By Scott Tibbs, July 13, 2009
I attended the July 8 Bloomington City Council meeting to consider amendments to the Unified Development Ordinance. (See the agenda here.) Many of the amendments were simply clarifying definitions and correcting typographical errors, but there were a couple of policy-related matters. Unfortunately, the proposal to allow "granny flats" will not be considered by the council. The UDO meeting is not the most exciting way to spend a Wednesday evening, but it was informative.
As I sat down, Bloomington City Clerk Regina Moore picked up an agenda and took it to me. I was sitting about 15 feet away from her desk and could have easily went and got an agenda myself but she decided to do it for me. This did not surprise me at all. Mrs. Moore probably did not think anything of it and would do that for any constituent, but I am always impressed when elected officials go out of their way to do the little things for their constituents.

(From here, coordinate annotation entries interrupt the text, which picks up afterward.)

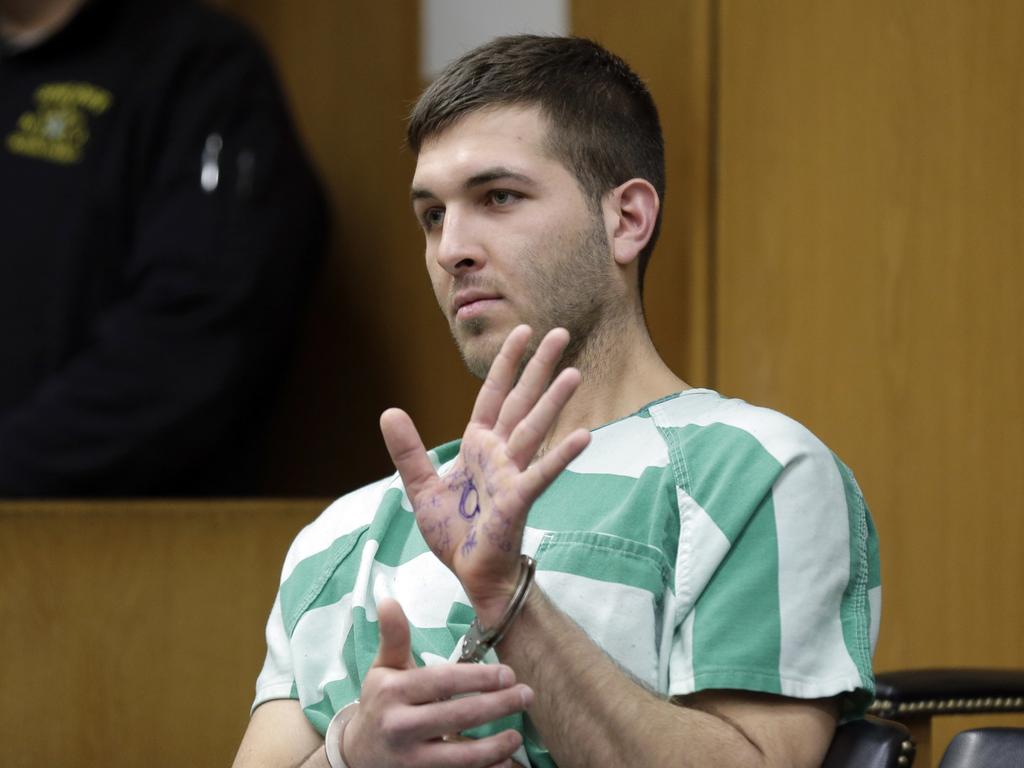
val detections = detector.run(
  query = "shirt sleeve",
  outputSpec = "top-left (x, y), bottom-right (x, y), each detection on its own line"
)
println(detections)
top-left (0, 20), bottom-right (326, 496)
top-left (252, 595), bottom-right (299, 710)
top-left (667, 403), bottom-right (877, 715)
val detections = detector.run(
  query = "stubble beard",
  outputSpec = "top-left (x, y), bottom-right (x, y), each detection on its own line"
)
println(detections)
top-left (452, 215), bottom-right (625, 379)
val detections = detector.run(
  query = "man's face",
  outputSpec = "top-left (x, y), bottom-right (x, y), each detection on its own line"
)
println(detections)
top-left (413, 108), bottom-right (614, 378)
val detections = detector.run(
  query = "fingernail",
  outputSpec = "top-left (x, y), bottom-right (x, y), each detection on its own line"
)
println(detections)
top-left (498, 667), bottom-right (512, 688)
top-left (519, 685), bottom-right (534, 710)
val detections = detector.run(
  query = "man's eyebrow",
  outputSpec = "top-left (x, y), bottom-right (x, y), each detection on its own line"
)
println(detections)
top-left (463, 167), bottom-right (534, 189)
top-left (409, 167), bottom-right (535, 203)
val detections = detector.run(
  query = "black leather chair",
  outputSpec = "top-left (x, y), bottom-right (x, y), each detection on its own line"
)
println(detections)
top-left (939, 728), bottom-right (1024, 768)
top-left (821, 715), bottom-right (914, 768)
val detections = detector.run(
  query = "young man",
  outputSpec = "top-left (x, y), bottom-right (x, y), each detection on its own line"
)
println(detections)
top-left (236, 37), bottom-right (878, 768)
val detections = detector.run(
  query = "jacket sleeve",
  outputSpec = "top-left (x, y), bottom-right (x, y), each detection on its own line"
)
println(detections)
top-left (0, 24), bottom-right (325, 497)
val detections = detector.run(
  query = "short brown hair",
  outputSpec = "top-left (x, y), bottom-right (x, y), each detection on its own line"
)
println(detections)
top-left (407, 35), bottom-right (665, 288)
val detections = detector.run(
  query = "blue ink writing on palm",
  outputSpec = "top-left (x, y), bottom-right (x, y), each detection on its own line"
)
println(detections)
top-left (459, 477), bottom-right (480, 520)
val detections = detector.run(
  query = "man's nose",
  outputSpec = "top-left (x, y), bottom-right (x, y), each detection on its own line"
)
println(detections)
top-left (437, 207), bottom-right (486, 275)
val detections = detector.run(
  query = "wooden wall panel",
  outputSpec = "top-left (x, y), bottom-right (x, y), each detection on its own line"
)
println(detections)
top-left (572, 0), bottom-right (713, 386)
top-left (221, 0), bottom-right (468, 495)
top-left (716, 0), bottom-right (1024, 696)
top-left (0, 500), bottom-right (326, 768)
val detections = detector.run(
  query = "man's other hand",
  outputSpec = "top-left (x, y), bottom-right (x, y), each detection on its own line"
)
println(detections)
top-left (341, 600), bottom-right (534, 768)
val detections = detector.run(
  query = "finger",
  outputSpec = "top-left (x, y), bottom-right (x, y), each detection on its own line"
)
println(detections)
top-left (381, 408), bottom-right (437, 501)
top-left (519, 429), bottom-right (590, 504)
top-left (507, 368), bottom-right (580, 469)
top-left (495, 328), bottom-right (569, 437)
top-left (373, 599), bottom-right (416, 670)
top-left (389, 684), bottom-right (534, 741)
top-left (410, 730), bottom-right (522, 768)
top-left (385, 664), bottom-right (516, 705)
top-left (469, 326), bottom-right (532, 429)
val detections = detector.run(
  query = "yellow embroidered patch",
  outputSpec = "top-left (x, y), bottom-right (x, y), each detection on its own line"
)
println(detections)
top-left (4, 82), bottom-right (114, 165)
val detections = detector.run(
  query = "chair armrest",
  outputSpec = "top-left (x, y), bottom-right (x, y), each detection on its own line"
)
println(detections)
top-left (868, 668), bottom-right (1024, 720)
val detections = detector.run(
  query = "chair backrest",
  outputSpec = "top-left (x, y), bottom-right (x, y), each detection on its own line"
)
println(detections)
top-left (939, 728), bottom-right (1024, 768)
top-left (821, 716), bottom-right (914, 768)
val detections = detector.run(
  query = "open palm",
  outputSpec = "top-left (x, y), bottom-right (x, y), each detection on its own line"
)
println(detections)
top-left (381, 326), bottom-right (590, 612)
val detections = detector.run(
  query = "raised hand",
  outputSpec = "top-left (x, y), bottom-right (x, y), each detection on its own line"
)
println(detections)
top-left (381, 326), bottom-right (590, 626)
top-left (341, 600), bottom-right (534, 768)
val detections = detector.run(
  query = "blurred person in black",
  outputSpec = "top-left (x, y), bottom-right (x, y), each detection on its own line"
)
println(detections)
top-left (0, 0), bottom-right (326, 497)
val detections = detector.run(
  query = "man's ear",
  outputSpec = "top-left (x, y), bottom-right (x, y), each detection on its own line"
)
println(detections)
top-left (604, 178), bottom-right (660, 266)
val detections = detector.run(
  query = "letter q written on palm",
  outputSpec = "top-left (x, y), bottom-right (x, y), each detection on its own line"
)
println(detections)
top-left (381, 326), bottom-right (590, 615)
top-left (339, 599), bottom-right (534, 768)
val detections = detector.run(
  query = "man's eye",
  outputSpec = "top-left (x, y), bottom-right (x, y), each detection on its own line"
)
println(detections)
top-left (423, 208), bottom-right (444, 229)
top-left (489, 189), bottom-right (519, 206)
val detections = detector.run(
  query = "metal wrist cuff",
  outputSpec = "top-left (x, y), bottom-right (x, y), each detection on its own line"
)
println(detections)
top-left (324, 698), bottom-right (359, 768)
top-left (459, 555), bottom-right (537, 664)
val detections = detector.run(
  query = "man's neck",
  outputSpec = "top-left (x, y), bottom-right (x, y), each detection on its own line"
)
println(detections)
top-left (0, 0), bottom-right (85, 47)
top-left (542, 307), bottom-right (690, 450)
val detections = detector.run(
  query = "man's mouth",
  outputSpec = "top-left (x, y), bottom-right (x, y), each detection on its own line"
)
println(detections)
top-left (452, 288), bottom-right (502, 321)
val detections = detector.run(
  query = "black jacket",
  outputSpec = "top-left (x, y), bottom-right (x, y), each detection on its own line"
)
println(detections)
top-left (0, 0), bottom-right (325, 497)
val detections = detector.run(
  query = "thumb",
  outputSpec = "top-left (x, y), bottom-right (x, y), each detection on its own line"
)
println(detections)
top-left (373, 598), bottom-right (416, 670)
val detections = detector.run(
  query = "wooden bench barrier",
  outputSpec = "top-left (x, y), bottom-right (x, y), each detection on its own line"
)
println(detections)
top-left (0, 499), bottom-right (328, 768)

Mrs. Moore has done a great job with the City Clerk's office, especially going into the archives and putting minutes from city council meetings on the city's web page, going back to the early 1990's.
There are areas where I had concerns. UDO-065 prohibits businesses from making the primary pedestrian entrance in CD district off an alley. This was in response to the site plan for a downtown hotel. The council adopted a posture of "government knows best" on this matter, expecting that they would approve "appropriate" scenarios where a business can have a primary pedestrian entrance off an alley but not allowing it by right. I fail to see how the city council is qualified to decide for each and every business what is right for that business in attracting customers. Complaining about a hotel is just silly, because pedestrians are not going to be staying in the hotel. People staying in the hotel will be driving to Bloomington.
While UDO-066 was not intended to exclude any specific type of masonry, creating a list of what materials is allowed automatically excludes things not on the list. As a couple councilors pointed out, as technology (especially "green" technology) becomes more advanced, there will be more materials that are usable for building homes. If the idea is to exclude undesirable materials, it would be better to make a list of those rather than making a limited list of allowed materials.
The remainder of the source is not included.